Василькевич оторвал глаза от листка князя Мещерского, взглянул на Лобановича. Во взгляде писаря не отразилось ни вежливого удивления, ни деланной радости: Василькевич глядел на своего соседа как на молокососа, с которым ему, писарю, водить компанию не к лицу. Тем временем Лобанович был уже на крыльце и протягивал писарю руку.
— Что хорошего слышно, Василий Миронович?
— Да что же тут слышать? Небось сами газеты читаете.
— Что газеты? — ответил Лобанович. — Каждая пишет на свой лад. А вот как вы смотрите на то, что кадеты берут верх на выборах?
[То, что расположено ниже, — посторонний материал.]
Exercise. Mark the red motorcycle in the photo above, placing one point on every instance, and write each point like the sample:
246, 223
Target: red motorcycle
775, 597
В глазах писаря загорелись злые огоньки. Глянул вниз, на крыльцо, а затем на Лобановича и сердито сказал:
— Берут верх? Обождите, придет время — сядут верхом и на кадетов и погонят их пастись в Сибирь.
— А за что гнать их? — спросил Лобанович. — Ведь они против самодержавного строя в России не идут, признают монархию, святую церковь. Требуют, правда, кое-каких реформ. Но кто теперь не стоит за реформы? Министры за реформы, октябристы за реформы. Князь Мещерский тоже добивается реформ. А чего домогаются кадеты? Наделить безземельных и малоземельных крестьян землей, да и то за деньги, чтобы помещиков не обидеть; отменить смертную казнь, амнистировать высланных и осужденных за политику…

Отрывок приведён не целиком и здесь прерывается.